9. Don't have luck-based thinking like "if I go all-in, I'll turn things around if I win." That's greed. If there's even a 1% probability of loss, you can't go all-in.

10. Why does the market always target my position and hit my stop loss? Is the market picking on me? It's not targeting you specifically—it's targeting all retail traders and liquidity. Since you're the same as other retail traders, the market is always right. Blaming the market for losses is resentment.

11. If I had this technique, I'd be unstoppable. With AI or EA quantitative trading systems, I'd make stable profits—this is impossible. AI can assist with analysis, but the market is composed of all traders' collective decisions. AI can't precisely predict market direction. Using a fixed system to predict an unfixed market—how can you win? This is delusion, purely wishful thinking.
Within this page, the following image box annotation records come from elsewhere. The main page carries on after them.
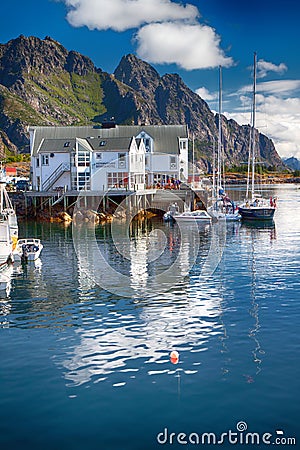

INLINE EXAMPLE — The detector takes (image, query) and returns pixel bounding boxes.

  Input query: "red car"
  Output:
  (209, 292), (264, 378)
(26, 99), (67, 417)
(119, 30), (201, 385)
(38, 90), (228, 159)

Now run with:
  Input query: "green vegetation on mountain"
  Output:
(0, 36), (284, 171)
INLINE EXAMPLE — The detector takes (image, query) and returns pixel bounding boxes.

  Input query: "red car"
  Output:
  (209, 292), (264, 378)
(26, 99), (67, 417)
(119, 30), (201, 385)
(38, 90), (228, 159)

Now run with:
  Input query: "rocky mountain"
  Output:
(0, 36), (283, 168)
(283, 156), (300, 170)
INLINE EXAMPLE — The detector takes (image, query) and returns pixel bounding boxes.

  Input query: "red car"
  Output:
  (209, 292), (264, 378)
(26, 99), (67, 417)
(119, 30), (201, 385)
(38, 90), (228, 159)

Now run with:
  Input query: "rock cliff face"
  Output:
(0, 36), (283, 168)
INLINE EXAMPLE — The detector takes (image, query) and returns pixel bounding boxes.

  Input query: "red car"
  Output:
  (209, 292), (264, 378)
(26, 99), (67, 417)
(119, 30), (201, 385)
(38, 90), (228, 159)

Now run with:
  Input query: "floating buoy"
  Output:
(170, 350), (179, 364)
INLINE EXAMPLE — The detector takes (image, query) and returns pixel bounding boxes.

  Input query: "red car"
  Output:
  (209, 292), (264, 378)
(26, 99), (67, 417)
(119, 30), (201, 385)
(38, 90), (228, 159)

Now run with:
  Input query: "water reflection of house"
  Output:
(29, 125), (188, 192)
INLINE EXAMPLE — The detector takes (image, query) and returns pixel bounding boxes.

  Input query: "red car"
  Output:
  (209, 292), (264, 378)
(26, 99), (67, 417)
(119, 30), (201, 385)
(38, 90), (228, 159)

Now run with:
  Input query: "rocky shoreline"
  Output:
(9, 176), (300, 225)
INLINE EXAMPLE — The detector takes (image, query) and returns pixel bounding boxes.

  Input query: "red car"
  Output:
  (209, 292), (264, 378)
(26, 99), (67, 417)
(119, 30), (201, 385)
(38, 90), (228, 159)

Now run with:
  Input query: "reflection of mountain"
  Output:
(73, 221), (207, 297)
(0, 265), (13, 298)
(241, 222), (276, 376)
(62, 278), (222, 385)
(62, 222), (223, 384)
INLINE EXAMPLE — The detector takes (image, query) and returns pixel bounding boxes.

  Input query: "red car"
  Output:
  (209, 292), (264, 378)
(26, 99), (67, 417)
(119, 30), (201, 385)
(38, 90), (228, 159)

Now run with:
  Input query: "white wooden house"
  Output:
(29, 125), (188, 192)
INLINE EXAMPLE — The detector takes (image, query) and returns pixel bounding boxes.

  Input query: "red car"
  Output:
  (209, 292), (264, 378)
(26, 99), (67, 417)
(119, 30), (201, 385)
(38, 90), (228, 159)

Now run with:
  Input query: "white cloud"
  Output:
(64, 0), (199, 31)
(136, 22), (233, 70)
(257, 80), (300, 94)
(62, 0), (233, 70)
(196, 86), (218, 102)
(236, 80), (300, 97)
(257, 59), (287, 78)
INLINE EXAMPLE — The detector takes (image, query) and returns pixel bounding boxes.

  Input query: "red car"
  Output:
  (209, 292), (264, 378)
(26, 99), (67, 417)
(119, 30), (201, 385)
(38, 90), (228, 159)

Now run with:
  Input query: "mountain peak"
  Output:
(114, 54), (160, 92)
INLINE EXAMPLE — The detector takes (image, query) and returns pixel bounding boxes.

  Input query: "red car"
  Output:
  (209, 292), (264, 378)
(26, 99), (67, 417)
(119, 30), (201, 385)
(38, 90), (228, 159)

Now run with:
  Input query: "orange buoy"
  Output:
(170, 350), (179, 364)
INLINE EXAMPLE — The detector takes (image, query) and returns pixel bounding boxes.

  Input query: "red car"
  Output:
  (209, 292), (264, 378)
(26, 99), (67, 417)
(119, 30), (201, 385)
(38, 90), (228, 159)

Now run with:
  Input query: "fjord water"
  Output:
(0, 185), (300, 450)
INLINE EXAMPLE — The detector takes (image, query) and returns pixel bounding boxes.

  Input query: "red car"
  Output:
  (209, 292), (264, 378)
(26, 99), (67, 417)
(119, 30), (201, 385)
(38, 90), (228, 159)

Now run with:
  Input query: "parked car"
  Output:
(16, 180), (32, 191)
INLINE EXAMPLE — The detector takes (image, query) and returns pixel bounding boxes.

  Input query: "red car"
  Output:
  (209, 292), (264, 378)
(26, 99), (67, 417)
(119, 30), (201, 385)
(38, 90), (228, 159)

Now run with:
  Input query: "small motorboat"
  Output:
(13, 238), (43, 262)
(174, 209), (211, 222)
(163, 202), (179, 223)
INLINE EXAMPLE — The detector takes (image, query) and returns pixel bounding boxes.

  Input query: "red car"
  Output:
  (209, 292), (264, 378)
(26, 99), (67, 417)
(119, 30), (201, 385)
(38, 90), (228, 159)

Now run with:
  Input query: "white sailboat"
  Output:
(0, 182), (16, 269)
(208, 66), (241, 222)
(239, 53), (276, 220)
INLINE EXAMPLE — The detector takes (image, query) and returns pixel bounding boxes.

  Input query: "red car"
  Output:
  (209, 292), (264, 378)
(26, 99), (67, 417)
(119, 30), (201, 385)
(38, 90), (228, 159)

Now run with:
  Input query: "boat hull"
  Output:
(239, 207), (275, 220)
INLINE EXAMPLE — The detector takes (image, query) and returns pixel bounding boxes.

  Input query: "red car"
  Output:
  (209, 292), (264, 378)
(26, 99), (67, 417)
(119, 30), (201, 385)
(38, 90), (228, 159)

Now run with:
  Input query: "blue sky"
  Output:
(0, 0), (300, 158)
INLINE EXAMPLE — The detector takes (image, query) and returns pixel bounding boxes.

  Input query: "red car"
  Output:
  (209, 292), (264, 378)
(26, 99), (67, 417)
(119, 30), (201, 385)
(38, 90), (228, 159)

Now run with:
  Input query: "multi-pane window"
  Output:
(77, 150), (90, 167)
(170, 156), (177, 170)
(72, 171), (91, 191)
(118, 153), (126, 169)
(107, 172), (128, 188)
(42, 155), (49, 166)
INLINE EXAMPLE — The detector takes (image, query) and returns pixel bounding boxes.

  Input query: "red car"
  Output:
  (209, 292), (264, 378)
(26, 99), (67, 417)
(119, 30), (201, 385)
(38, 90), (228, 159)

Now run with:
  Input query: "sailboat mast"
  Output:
(252, 53), (257, 198)
(213, 137), (217, 199)
(192, 133), (195, 188)
(217, 66), (222, 189)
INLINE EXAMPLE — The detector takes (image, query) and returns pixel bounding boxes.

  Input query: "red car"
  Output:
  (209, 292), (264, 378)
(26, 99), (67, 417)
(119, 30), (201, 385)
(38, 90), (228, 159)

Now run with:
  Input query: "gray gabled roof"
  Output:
(29, 125), (188, 156)
(86, 136), (133, 152)
(39, 139), (76, 153)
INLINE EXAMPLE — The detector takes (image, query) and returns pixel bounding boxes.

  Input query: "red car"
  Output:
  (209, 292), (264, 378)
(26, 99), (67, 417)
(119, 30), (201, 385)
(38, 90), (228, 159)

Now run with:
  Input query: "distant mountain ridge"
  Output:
(0, 36), (284, 169)
(283, 156), (300, 170)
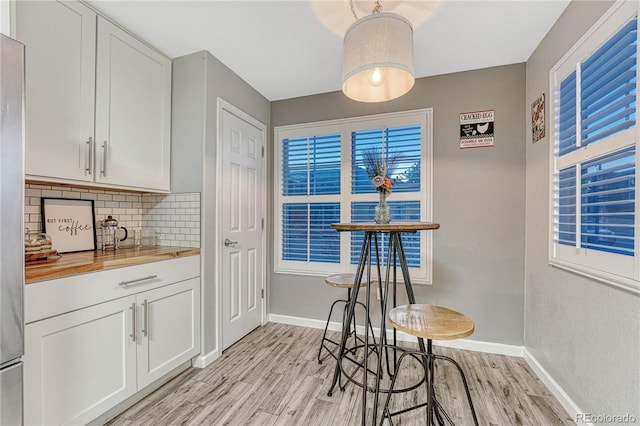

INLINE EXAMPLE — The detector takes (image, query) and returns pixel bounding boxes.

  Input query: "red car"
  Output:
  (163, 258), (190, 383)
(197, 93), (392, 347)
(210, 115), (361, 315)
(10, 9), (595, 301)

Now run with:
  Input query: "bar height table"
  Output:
(328, 222), (440, 425)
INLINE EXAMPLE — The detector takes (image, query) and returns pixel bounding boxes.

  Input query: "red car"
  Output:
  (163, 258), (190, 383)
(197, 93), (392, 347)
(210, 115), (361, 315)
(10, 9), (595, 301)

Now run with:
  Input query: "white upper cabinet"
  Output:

12. Not daring to enter after failing twice is hesitation, and you miss the move.

13. Losing faith in yourself after one or two failures is doubt. Various retracements will also cause suspicion.

14. The difference between trading and gambling—many people trade like gamblers. When they make money, they don't know how. When they lose, they don't know why. Ask them and they say it's from experience, feel, someone else's advice, or insider information someone mentioned. If experience and feel actually worked, everyone would be a millionaire. The reality is that feel and experience are the number one killer of retail traders.

15. If ordinary people don't understand trading, they shouldn't do it. It seems to require some talent. Trading is essentially a game of strategy, like Go—black and white, millions of variations.

16. Don't follow blindly in trading. Just because gold rises doesn't mean you should buy. Markets are driven by price movements. Even street sweepers know gold has risen—who then provides the capital to push gold prices higher? Even if someone tells you Bitcoin will crash or surge, you'll still make no money in the market. It's useless!

17. Trading is one person's spiritual practice. Sigh, we're back to spiritual practice again. Some paths aren't ones you choose to walk—fate pushes you down them. Where you end up isn't entirely your decision.

18. There's nothing in this world worth envying. Having money is fate, being poor is also fate. If you don't believe in destiny, perhaps your fate is good. Those with poor fate will start believing after struggling against it for a few years. Even your diligence and discipline, your laziness and indulgence—all are predetermined. Yet you say "my fate is mine, not heaven's."

19. Finally, on trading signals I provide—those trading with me, I'm terrified of them losing even a little, but the market is impermanent. Single losses or even a few consecutive losses are normal. But I can say that ultimately there will be profits. If you don't understand, I won't explain further. This actually puts considerable psychological pressure on me.

20. And finally, regarding my past—all the people from before, everything I've done that should or shouldn't have been done, good actions or bad—all are inevitable. There's nothing to regret nor anything particularly wonderful. Losses are what I deserved; profits too are pushed by fate. This is how one should view it!